Speaker: Shri. M. Sivasankar IAS, Secretary , Department of Electronics and Information Technology, Govt. of Kerala
Title of Talk: tba
Biography: Shri. M. Sivasankar is the Secretary, Department of Electronics and Information Technology, Govt. of Kerala since June 2016. He is also holding the charge of Officer on Special Duty to the Chief Minister of Kerala. Sivasankar an Engineering Graduate and a Master of Business Administration (MBA) started his career as an officer in the Reserve Bank of India. He was subsequently appointed as Deputy Collector to the Government. While in service he was selected to the Indian Administrative Service (IAS) in 1995 which is the highest bureaucratic position in the administrative service of India.
He has served as Secretary to Government of Kerala in various Departments such as Information Technology, Consumer Affairs, Civil Supplies, Land Revenue, Tourism, General Education, Public Works, Sports & Youth Affairs, Human Resource Development, Social Justice & Tribal Welfare and Power. While holding the post of Secretary to Government, Power Department, he was appointed as the Chairman of the Kerala State Electricity Board. He has visited several foreign countries and has delivered lectures and speeches on various subjects relating to Information Technology, Education and Power.
Speaker: Dr. Guy Diedrich, Vice President and the Global Innovation Officer, Cisco Systems, USA
Biography: Dr. Guy Diedrich is a Vice President and the Global Innovation Officer for Cisco Systems where he is responsible for Country Digital Acceleration (CDA).

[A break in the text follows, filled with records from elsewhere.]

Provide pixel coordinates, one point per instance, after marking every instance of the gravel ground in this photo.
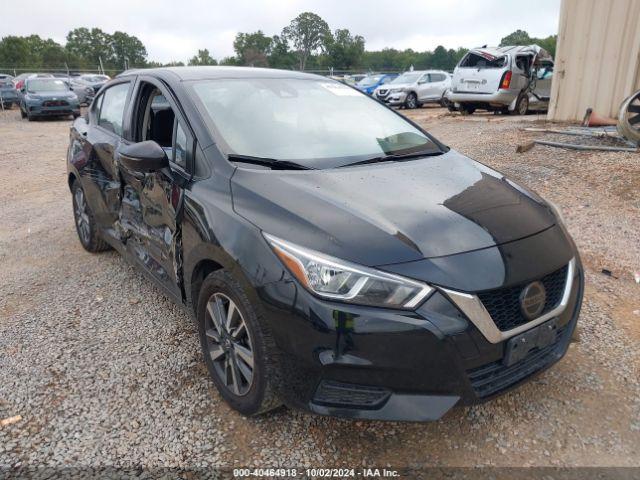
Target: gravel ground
(98, 381)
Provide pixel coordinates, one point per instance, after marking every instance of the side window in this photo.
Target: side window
(111, 112)
(181, 147)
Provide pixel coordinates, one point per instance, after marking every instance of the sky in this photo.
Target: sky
(176, 29)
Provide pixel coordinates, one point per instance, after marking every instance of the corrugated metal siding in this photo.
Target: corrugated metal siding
(597, 60)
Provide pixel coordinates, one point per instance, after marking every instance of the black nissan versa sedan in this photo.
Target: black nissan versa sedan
(337, 257)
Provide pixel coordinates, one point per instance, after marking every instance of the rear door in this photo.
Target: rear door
(95, 159)
(152, 202)
(480, 72)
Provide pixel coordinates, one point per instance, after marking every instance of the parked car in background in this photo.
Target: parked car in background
(19, 80)
(46, 97)
(8, 92)
(511, 79)
(369, 83)
(353, 79)
(413, 89)
(346, 262)
(86, 86)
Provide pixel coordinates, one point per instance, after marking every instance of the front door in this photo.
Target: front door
(151, 202)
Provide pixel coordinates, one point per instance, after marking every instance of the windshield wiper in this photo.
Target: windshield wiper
(396, 157)
(267, 162)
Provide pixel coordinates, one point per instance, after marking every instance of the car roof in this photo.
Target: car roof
(209, 73)
(425, 71)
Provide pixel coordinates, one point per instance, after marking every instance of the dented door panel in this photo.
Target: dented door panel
(148, 224)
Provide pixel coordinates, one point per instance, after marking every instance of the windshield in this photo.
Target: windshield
(369, 81)
(305, 121)
(46, 86)
(408, 77)
(95, 78)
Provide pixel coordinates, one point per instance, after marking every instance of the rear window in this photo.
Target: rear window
(474, 60)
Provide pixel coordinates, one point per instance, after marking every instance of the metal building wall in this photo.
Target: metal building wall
(597, 60)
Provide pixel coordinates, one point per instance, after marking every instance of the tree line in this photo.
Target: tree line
(307, 43)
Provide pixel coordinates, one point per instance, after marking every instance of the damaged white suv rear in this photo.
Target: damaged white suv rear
(513, 79)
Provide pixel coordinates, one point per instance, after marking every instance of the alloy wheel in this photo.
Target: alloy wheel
(82, 217)
(229, 344)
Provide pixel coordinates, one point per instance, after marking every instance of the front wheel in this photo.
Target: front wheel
(411, 101)
(467, 110)
(238, 350)
(85, 222)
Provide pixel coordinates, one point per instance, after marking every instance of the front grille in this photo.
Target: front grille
(55, 103)
(350, 396)
(504, 304)
(494, 377)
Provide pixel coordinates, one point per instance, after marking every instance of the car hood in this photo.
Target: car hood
(390, 86)
(391, 212)
(48, 95)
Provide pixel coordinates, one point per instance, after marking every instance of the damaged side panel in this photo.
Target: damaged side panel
(148, 226)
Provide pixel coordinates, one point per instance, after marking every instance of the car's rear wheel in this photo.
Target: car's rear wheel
(85, 222)
(238, 350)
(411, 101)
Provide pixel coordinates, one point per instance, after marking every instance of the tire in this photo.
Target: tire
(522, 105)
(85, 223)
(226, 347)
(411, 101)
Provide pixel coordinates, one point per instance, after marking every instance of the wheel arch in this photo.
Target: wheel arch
(200, 271)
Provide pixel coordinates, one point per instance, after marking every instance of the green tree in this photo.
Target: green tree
(203, 58)
(280, 55)
(91, 46)
(15, 52)
(345, 50)
(308, 33)
(253, 49)
(125, 47)
(519, 37)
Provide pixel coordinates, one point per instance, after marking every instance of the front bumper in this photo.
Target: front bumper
(501, 97)
(372, 363)
(9, 97)
(51, 111)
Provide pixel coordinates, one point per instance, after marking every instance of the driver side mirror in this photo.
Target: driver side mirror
(143, 157)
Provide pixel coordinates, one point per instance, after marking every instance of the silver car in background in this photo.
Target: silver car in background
(512, 79)
(415, 88)
(87, 85)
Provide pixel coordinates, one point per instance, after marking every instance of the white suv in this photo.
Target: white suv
(413, 89)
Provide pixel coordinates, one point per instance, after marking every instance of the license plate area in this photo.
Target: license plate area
(520, 346)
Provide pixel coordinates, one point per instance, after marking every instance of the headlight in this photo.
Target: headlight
(336, 279)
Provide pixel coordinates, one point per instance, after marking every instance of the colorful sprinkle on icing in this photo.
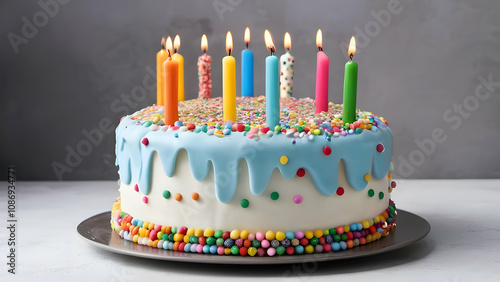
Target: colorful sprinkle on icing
(178, 197)
(244, 203)
(268, 243)
(166, 194)
(284, 160)
(298, 199)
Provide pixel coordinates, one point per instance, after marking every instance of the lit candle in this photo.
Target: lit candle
(180, 59)
(322, 69)
(161, 56)
(247, 68)
(350, 85)
(171, 78)
(272, 84)
(204, 71)
(286, 75)
(229, 81)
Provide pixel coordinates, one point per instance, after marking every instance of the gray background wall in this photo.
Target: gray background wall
(424, 69)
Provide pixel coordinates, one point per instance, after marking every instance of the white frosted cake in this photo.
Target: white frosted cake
(311, 184)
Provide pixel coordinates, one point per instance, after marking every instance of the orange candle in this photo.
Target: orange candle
(171, 68)
(179, 58)
(161, 56)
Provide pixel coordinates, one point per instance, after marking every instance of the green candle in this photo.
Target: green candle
(350, 86)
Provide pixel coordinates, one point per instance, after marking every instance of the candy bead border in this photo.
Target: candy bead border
(243, 243)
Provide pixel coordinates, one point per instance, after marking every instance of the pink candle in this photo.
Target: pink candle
(322, 70)
(204, 71)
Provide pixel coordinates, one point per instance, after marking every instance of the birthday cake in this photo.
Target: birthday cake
(312, 184)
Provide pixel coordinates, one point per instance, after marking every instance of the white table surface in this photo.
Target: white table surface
(463, 245)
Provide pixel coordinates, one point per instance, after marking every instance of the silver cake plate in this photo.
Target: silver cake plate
(97, 231)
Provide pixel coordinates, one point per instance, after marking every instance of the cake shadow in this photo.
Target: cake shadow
(408, 254)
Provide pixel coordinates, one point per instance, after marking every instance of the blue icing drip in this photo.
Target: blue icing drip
(358, 152)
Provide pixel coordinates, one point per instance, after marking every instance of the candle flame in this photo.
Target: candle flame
(177, 43)
(269, 41)
(352, 47)
(287, 42)
(169, 46)
(319, 40)
(247, 36)
(229, 43)
(204, 43)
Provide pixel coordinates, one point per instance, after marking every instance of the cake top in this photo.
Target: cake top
(297, 115)
(315, 143)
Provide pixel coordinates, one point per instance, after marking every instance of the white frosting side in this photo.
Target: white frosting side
(263, 213)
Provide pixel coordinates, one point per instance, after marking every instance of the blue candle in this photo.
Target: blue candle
(272, 85)
(247, 68)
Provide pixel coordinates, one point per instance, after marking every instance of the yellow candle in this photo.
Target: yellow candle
(180, 59)
(171, 78)
(229, 81)
(161, 56)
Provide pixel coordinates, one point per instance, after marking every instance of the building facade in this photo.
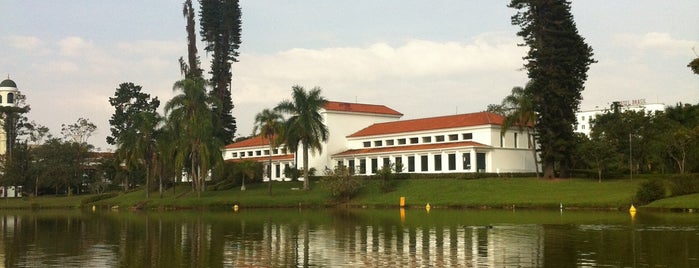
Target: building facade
(366, 137)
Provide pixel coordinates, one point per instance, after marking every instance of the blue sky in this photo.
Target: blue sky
(422, 58)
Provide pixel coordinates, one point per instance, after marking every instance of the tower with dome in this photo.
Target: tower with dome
(9, 95)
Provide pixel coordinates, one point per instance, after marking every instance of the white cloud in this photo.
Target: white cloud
(660, 42)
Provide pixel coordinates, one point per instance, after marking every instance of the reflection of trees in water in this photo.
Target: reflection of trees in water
(297, 238)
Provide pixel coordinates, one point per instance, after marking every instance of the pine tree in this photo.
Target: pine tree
(220, 30)
(557, 65)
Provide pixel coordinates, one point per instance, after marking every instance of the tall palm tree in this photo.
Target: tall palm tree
(191, 115)
(518, 110)
(269, 123)
(305, 124)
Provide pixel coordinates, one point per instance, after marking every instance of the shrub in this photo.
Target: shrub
(650, 191)
(341, 184)
(684, 184)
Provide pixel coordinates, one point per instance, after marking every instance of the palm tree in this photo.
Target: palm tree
(191, 115)
(518, 110)
(305, 124)
(269, 123)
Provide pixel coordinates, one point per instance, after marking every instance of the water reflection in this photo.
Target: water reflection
(369, 238)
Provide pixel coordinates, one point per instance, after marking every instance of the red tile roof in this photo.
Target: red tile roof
(432, 123)
(251, 142)
(419, 147)
(360, 108)
(263, 158)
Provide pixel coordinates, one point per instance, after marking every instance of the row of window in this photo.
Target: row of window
(417, 140)
(411, 166)
(256, 153)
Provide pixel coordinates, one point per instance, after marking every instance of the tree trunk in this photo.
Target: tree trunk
(306, 185)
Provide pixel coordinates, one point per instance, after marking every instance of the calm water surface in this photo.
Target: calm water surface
(348, 238)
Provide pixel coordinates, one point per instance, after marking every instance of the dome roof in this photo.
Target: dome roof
(8, 83)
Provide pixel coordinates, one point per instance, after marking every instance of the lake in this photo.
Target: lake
(348, 238)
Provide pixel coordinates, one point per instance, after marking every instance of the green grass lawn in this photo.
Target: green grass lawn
(489, 192)
(506, 192)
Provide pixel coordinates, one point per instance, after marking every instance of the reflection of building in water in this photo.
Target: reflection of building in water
(392, 246)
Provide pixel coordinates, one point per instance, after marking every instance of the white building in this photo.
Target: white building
(365, 137)
(585, 117)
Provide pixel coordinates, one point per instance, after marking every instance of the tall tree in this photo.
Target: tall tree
(128, 102)
(269, 124)
(557, 65)
(220, 30)
(305, 124)
(190, 69)
(518, 110)
(191, 115)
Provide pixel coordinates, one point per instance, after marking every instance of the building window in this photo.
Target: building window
(467, 161)
(351, 167)
(438, 162)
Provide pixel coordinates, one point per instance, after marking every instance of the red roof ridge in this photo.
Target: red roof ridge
(431, 123)
(360, 108)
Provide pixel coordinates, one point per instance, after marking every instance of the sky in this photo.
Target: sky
(422, 58)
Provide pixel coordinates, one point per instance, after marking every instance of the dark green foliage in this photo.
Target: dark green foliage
(220, 30)
(650, 191)
(341, 184)
(683, 184)
(128, 100)
(557, 65)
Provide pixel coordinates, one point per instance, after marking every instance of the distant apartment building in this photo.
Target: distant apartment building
(585, 117)
(366, 137)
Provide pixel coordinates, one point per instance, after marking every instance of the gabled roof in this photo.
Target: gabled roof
(256, 141)
(360, 108)
(263, 158)
(431, 123)
(418, 147)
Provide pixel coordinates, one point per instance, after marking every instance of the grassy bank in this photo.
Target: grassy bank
(481, 193)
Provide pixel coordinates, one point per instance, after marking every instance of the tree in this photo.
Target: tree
(80, 131)
(190, 114)
(190, 69)
(128, 102)
(518, 110)
(557, 65)
(269, 123)
(305, 124)
(220, 30)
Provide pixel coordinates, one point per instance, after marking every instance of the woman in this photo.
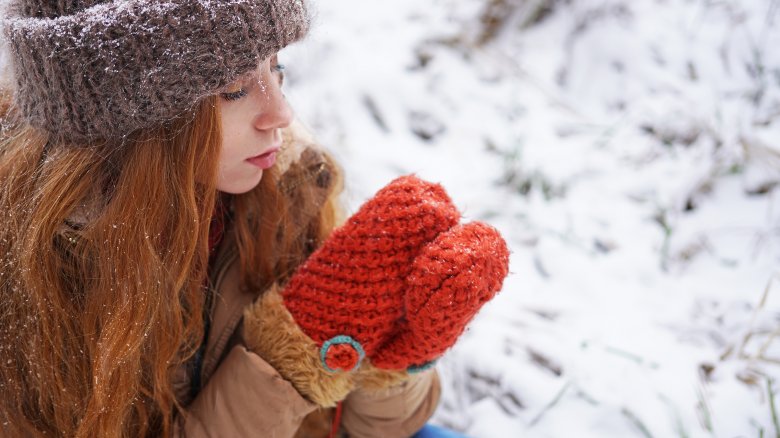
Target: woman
(156, 205)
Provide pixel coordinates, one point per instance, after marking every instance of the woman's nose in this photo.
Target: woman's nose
(275, 112)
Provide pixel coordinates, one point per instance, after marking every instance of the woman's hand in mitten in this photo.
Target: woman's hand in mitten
(347, 299)
(451, 279)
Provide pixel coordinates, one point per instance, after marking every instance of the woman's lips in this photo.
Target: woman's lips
(264, 160)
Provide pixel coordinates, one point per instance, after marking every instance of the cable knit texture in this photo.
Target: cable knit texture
(354, 284)
(89, 70)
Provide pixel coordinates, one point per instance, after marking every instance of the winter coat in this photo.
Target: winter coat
(242, 395)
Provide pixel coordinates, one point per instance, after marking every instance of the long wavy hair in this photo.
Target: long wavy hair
(97, 313)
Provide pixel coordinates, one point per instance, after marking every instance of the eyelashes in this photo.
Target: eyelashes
(234, 95)
(241, 92)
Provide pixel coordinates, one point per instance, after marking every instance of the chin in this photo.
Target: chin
(239, 186)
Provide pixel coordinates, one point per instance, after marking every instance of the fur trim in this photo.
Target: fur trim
(271, 332)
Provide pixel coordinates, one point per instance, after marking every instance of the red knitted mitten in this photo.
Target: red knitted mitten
(451, 279)
(348, 296)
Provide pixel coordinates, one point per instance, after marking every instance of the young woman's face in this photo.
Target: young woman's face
(253, 113)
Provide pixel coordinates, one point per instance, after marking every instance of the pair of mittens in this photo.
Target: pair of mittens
(390, 290)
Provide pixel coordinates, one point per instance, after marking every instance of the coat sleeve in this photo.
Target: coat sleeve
(394, 412)
(245, 397)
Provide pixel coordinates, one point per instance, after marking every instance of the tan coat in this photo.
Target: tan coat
(243, 396)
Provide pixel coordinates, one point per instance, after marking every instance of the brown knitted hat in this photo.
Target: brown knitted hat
(89, 70)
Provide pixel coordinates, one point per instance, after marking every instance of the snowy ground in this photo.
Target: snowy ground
(629, 153)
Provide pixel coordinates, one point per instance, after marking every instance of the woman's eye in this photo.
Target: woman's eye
(234, 95)
(279, 68)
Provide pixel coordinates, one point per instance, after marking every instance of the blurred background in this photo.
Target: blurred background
(629, 151)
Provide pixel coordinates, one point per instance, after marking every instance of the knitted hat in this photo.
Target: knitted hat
(89, 70)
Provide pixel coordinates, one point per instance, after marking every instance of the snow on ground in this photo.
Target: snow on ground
(629, 153)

He is currently working with government and industry leaders in countries throughout Europe, the Middle East, Asia and the Americas to digitize the public and private sectors to increase GDP, create millions of next-generation jobs and develop sustainable innovation ecosystems. Prior to his current role at Cisco Systems, Dr. Diedrich was a Vice-Chancellor at the Texas A&M University System where he was responsible for research, commercialization, federal government relations, state government relations, and strategic initiatives.